Built attractions capitalised on holidays crowds. The Big Pineapple, bypassed by the Bruce Highway in 1990, lost its supremacy, but there was now Underwater World, Ginger Town, Forest Glen Deer Sanctuary, Aussie World the Ettamogah Pub, Bellingham Maze and Superbee. Beerwah’s Queensland Reptile and Fauna Park was yet to become Australia Zoo. Many were soon struggling though. It was hard to compete with the Gold Coast’s Dreamworld.

1998-2007 – Putting down roots
Many of the old development issues were resolving themselves. Developer versus green battles had been won and lost, and the amount of land suitable to inspire argument about its future use was rapidly diminishing. Projects once heartily protested, by the turn of the century had become home to a whole new generation of newcomers who had no idea their backyard was once an orange orchard or a pineapple or cane farm. Few cared about what the Gold Coast was doing; this Sunshine Coast was perfect. After another boom and bust cycle, the population hit 186,000 before the turn of the millennium.

A ‘housing estate’ was just so last decade. Now there were master-planned communities, education or waterfront precincts, and residential projects, not estates. More sensitive development with vastly increased landscaping budgets and larger parks was driven more by economics than environment; by consumers not conservationists.

Maroochy Shire was the fifth fastest growing of 825 local government areas in Australia.

Talk turned to creating a coastal city. Funnily enough it was the State Government that said its SEQ 2001 project’s regional approach would put an end to the debate once and for all as it offered local authorities the opportunity to work together while allowing communities to retain their identities, effectively removing any need for a coast city. But in the end that move came from the State Government, and not the parochialism of the three shires which had become fiercely competitive in claiming their slice of the Sunshine Coast.

2008-2017 – Reaching maturity
The Sunshine Coast Regional Council was formed in 2008, although Noosa withdrew six years later. The population had grown at a whirlwind pace. Predictions that it would hit 250,000 had been met with some scepticism, but already it was closer to 300,000.

Many of the tourist attractions were gone and Sunshine Plantation went into receivership in 2009. Tastes had changed.

Another bridge went over the Maroochy River and the Sunshine Motorway became a four-lane highway from Mooloolaba to Pacific Paradise to cope with the traffic.

Maroochydore was firmly established as the key regional centre. The attitude to growth had changed and acceptance became the norm. The old ways were gone forever.

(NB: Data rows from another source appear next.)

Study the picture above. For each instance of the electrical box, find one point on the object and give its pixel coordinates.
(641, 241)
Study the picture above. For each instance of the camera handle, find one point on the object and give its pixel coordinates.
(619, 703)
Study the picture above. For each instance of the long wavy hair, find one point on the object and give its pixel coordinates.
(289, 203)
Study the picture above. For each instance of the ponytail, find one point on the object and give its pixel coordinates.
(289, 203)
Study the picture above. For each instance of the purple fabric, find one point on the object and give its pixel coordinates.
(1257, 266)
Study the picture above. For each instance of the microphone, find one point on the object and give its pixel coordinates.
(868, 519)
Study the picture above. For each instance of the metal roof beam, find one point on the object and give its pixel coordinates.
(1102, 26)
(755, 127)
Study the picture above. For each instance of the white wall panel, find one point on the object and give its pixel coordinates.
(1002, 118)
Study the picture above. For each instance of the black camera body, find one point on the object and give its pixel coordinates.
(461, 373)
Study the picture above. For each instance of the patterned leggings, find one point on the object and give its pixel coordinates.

It could be that population growth was so enormous that acceptance arrived by sheer weight of numbers; that environmental activists were achieving their goals; or that the development industry was doing its job well – or even a combination of all three.

It could also be said that the Sunshine Coast itself has grown up. Estates and high-rise apartments that were once the subject of hot contention and are now attractive and desirable places to live.

Growing population is a fait accompli. The only certainty is that the population will continue to grow and it is in everyone’s best interests that our most precious asset, our natural environment, is looked after.

The Sunshine Coast is sitting much more comfortably in its skin.